By emphasizing this sort of uggo-realism, are the fan artists here looking to depict Sailor Moon’s cute characteristics, or are they looking to inject something from outside of the original’s framework? Fan art is generally a fan’s particular take on a subject, but that isn’t really saying anything. What the fan has to determine before he even puts pencil to paper is this: does he make the fan art because he appreciates how the work caters to his interests, or does he do it because he wants to read into the work a particular approval of who he his? Does he want Sailor Moon to be cute because he finds cute things attractive, or does he want Sailor Moon to be cute so he can see himself reflected somehow in the aesthetic?

These opposing mentalities are not unique to East or West, of course, but the need to use amateur artwork to find self-validation seems to be an overall indicator of cultural decline more obvious in Western society than in Japan’s. We hear more about ethnic representation, sexual identity representation, fat representation, disabled representation, you-name-it representation in film and TV nowadays than we hear about character motivations or narrative conflict. The push of identity politics into geek hobbies—from tabletop gaming to western anime circles—has been the natural expression of the rubes and unwashed masses consuming a social justice narrative tailored to suit their own set of various dysfunctions. While most of these people aren’t terribly political, they’re more than willing to pursue an ugly aesthetic if the validation they find with it makes them feel better.
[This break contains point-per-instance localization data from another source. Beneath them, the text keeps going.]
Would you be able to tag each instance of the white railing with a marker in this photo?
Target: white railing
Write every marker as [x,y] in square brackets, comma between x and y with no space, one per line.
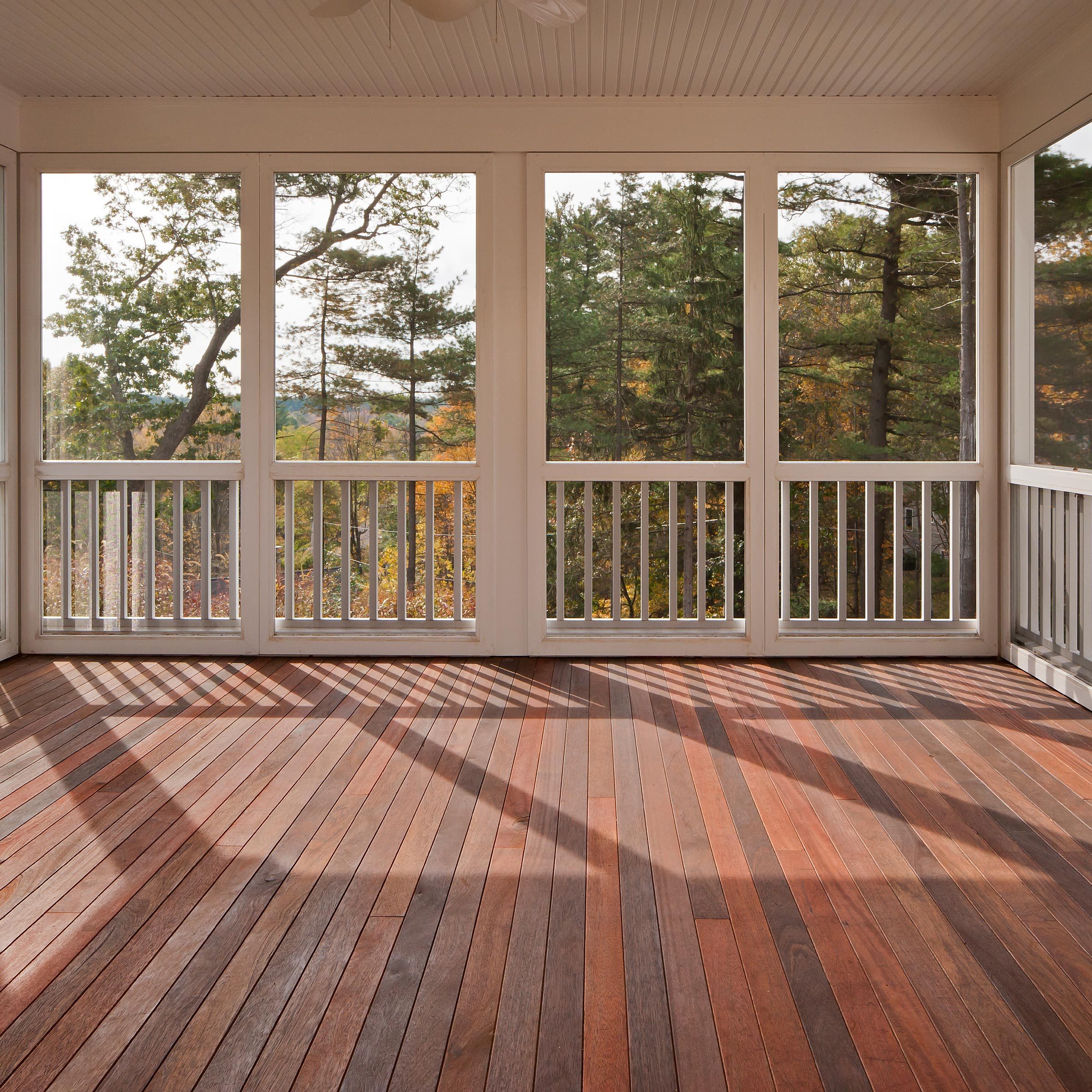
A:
[882,547]
[632,553]
[1052,564]
[387,552]
[140,547]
In a certain sense, you could consider this the impact that politicization has upon even amateur artists. Taken this way, what we see here are the reverberations across geekdom that first hit national attention back in 2015 during Gamergate. That there are people with vested interests in undermining even isolated communities of hobbyists in order to bend them to particular political agendas isn’t news today, but back then it was. It’s such a foregone conclusion today that it some of us are more surprised to see art on sites like Tumblr that doesn’t subscribe to this sort of uggo-realist, self-affirming style.

But on the other hand, that these communities were so easy to subvert, and that the source content that these communities draw from—in this case, anime consumed in a western market—speaks to a greater problem. Too many fans were drawn into the social justice narrative for the relationship between social justice seekers and geeks to be coincidental. The nature of being a geek, of enjoying geekish hobbies, and the nature of being a social justice warrior must share some common ground. Maybe it’s a fear or firsthand knowledge of ostracism, or a spitefulness directed at vague notions of society, or maybe they just hate their parents. I’m not here to psychoanalyze strawmen, but rather to point out that the obnoxiousness of social justice pockets found in geek communities is plainly evident to anyone who’s spent time there. Uggo-realism, when it comes to amateur artwork, is one of its expressions.

I have no particular advice for these self-styled artists, except maybe a suggestion to widen their background. Take time—a lot of time—to study not just the techniques of artists from olden days, but also their subject matter. Try to understand their frame of mind, their world, the purpose behind what they were doing. Art will, hopefully, cease to be a petty and somewhat meaningless exercise in ‘self-expression’ once even a moderate study of the past is undertaken.  If what you’re looking to do is depict something beautiful, you have to recognize what beauty is first.